Jack the Ripper terrorized London in 1888, killing at least five women and mutilating their bodies in an unusual manner, indicating that the killer had a substantial knowledge of human anatomy.
The Jack the Ripper murders occurred in the East End of London in 1888 and, although the Whitechapel Murderer was only a threat to a very small section of the community in a relatively small part of London, the crimes had a huge impact on society as a whole.
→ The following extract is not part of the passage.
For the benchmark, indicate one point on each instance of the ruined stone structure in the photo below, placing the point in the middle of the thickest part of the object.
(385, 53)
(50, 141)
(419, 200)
Some dozen murders between 1888 and 1892 have been speculatively attributed to Jack the Ripper, but five are considered canonical: Mary Ann Nichols (found August 31), Annie Chapman (found September 8), Elizabeth Stride (found September 30), Catherine Eddowes (found September 30), and Mary Jane Kelly (found November 9). All but one of Jack the Ripper’s victims were killed while soliciting customers on the street. In each instance the victim’s throat was cut, and the body was usually mutilated in a manner indicating that the murderer had at least some knowledge of human anatomy.
Adding to the mystery of the affair is the fact that several letters were sent by the killer to the London Metropolitan Police Service, also known as the Scotland Yard, taunting officers about his gruesome activities and speculating on murders to come. Various theories about Jack the Ripper’s identity have been produced over the past several decades, which include claims accusing the famous Victorian painter Walter Sickert, a Polish migrant and even the grandson of Queen Victoria. Since 1888, more than 100 suspects have been named, contributing to widespread folklore and ghoulish entertainment surrounding the mystery.
A trail of blood led the police to a doorway nearby where a message had been chalked. It read, “The Jewes are not the men to be blamed for nothing”. For some inexplicable reason, the head of the Metropolitan Police, Sir Charles Warren ordered it to be rubbed out! So what could have been a valuable clue was destroyed.
Who was Jack the Ripper?
Aaron Kosminski is now the leading suspect of this on-going case. Records show he was arrested and detained in a workhouse in the 1890’s under claims of violent behavior with a knife. He was soon transferred to an asylum and then moved to another one. He was known to hear voices and was oddly paranoid about accepting food from others.
A forensic investigation published in Journal of Forensic Sciences has identified the killer as Aaron Kosminski, a 23-year-old Polish barber and prime suspect at the time.
Kosminski was previously named as a suspect over 100 years ago and once again in a 2014 book by British businessman and Ripper researcher Russell Edwards. But the latest finding marks the first time that Edwards’ DNA evidence has been published in a peer-reviewed journal, according to the magazine Science.
Assistant Chief Constable Sir Melville Macnaghten documented suspects he questioned to be the Ripper. Kosminski was one of these suspects and was described as low-class with homicidal tendencies and a hatred for women.
Aaron Kosminski would spend just over three years at Colney Hatch Asylum, where he was described at various times as being, “extremely deluded and morose,” “rather difficult to deal with on account of the dominant character of his delusions,” “Incoherent, apathetic, excitable,” “Indolent, but quiet, and clean in habits,” “dull & vacant”.
On 19th April, 1894, he was transferred to Leavesden Asylum, where he would spend the remaining twenty-five years of his life, dying there on the 24th of March, 1919.